In Fort Collins, families below 165% of the federal poverty level ($43,230 for a family of four), who are enrolled in the Colorado Low-income Energy Assistance Program, qualify for a 23% discount on time-of-use rates. As a result, all low-income customers in the program have reduced their bills, according to Lisa Rosintoski, the city’s deputy director of utilities.
Rosintoski said a key element of the city’s program was educating customers about the rates and how they affected their bills, including an online bill calculator and cheat sheets showing how much it would cost to run various appliances.
About 65% of Fort Collins customers have seen a reduction in their bills with another 33% having a $1 to $5 increase. The rest had increases of more than $5.

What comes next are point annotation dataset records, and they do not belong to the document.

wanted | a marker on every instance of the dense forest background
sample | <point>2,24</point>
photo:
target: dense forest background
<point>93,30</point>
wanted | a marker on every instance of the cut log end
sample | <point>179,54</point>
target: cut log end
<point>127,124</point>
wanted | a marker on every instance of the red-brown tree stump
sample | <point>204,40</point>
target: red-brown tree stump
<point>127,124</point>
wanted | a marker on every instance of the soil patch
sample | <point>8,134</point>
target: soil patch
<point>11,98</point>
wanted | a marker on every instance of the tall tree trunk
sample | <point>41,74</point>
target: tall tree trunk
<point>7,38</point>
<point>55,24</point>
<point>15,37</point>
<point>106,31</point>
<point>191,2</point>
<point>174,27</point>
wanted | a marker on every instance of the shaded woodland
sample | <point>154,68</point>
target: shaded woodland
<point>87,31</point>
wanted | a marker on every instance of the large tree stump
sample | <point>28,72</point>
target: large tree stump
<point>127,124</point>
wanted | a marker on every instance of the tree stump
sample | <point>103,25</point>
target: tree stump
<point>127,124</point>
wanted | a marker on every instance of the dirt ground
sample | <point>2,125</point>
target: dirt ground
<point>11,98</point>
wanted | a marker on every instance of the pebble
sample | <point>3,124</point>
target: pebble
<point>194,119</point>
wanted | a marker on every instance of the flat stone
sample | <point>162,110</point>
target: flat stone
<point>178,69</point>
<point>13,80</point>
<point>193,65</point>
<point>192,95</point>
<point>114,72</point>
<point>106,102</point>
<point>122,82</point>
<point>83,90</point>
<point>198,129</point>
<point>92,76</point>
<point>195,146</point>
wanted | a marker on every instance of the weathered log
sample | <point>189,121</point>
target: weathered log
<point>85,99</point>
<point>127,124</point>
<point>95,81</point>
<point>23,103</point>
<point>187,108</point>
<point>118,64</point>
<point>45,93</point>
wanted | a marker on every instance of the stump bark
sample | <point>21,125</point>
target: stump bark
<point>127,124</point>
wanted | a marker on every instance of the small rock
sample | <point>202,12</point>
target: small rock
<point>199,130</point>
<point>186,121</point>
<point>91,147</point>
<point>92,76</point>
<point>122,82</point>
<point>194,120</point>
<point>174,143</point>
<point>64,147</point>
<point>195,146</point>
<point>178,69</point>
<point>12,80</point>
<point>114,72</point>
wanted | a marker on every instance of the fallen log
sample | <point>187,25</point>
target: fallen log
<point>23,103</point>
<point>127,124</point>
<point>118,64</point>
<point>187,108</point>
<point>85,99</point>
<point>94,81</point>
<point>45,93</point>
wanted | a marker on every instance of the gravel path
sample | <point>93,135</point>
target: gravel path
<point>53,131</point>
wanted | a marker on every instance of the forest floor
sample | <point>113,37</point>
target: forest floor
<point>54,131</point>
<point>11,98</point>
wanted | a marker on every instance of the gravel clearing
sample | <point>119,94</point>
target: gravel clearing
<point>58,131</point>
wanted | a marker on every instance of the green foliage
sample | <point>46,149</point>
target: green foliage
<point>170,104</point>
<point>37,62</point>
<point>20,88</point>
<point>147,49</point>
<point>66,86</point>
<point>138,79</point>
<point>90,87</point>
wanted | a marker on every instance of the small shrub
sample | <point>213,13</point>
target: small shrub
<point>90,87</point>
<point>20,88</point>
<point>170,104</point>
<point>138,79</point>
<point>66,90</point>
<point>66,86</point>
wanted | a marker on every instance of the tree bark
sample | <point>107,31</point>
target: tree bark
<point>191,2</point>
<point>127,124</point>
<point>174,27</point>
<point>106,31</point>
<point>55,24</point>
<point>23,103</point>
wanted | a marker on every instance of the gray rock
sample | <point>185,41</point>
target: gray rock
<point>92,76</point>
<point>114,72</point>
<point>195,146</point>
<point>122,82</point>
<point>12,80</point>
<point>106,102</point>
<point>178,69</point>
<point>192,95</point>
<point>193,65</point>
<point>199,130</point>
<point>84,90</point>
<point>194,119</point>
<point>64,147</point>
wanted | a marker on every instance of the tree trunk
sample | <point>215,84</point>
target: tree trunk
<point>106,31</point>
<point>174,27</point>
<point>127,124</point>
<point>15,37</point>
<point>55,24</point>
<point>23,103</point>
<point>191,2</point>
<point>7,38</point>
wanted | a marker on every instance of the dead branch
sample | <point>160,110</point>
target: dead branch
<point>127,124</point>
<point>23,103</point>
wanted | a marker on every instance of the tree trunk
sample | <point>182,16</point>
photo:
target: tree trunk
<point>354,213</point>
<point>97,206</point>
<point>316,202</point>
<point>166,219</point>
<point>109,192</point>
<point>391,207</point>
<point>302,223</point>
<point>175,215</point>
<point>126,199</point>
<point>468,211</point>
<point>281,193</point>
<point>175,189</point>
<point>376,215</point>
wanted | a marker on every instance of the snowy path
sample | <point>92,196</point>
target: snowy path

San Diego Gas & Electric is moving all of its 1.2 million residential accounts onto a time-of-use rate as the utility’s default rate, but customers can opt-out and there is a hold-harmless provision, company spokesman Wes Jones said.
After a year, if a customer would have saved more money on traditional rates, the utility offers a credit for the difference. “It’s a good way for customers to have that assurance that they are saving on these plans,” Jones said. Customers who live in desert areas are exempt from the time-of-use rates.
About 60% of residential customers served by Arizona Public Service have adopted a voluntary time-of-use program, according to Leland Snook, the company’s director of rates and strategy. The peak rate is about 24 cents a kWh and the off-peak 10 to 11 cents a kWh.
Households with low electricity consumption – 600 kWh a month or less – can opt for a flat rate of 11 cents a KWh plus a $10 monthly service charge.
Xcel is not proposing time-of-use specific programs for low-income customers, though it does have a low-income bill assistance program and contributes $5 million to EOC, which helped 60,000 Xcel customers with their bills last year.
It also has a special rate for low-income customers with documented medical conditions that need to operate medical devices at home. Other utilities have similar programs.
The PUC is scheduled to hold public hearings on Xcel’s proposal in April in Denver and Grand Junction, and full evidentiary hearings have tentatively been set for June.
“We want to ensure the residential class as a whole would benefit,” said Brooke Trammel, Xcel regional vice president for rates and regulation. “This is a robust process at the commission, and I am sure there will be a dialogue on all the issues.”
Both Energy Outreach Colorado and the consumer counsel have intervened in the case. “We have to do something to manage the peak and if you want to have 20,000 EVs in Colorado you have to have incentives to charge at night,” Schonhaut said. “We just want to be sure the most vulnerable consumers are protected.”
UPDATE: This file was updated at 12:03 p.m. on Feb. 20, 2020, to clarify who qualifies for Fort Collins’ low-income energy assistance program.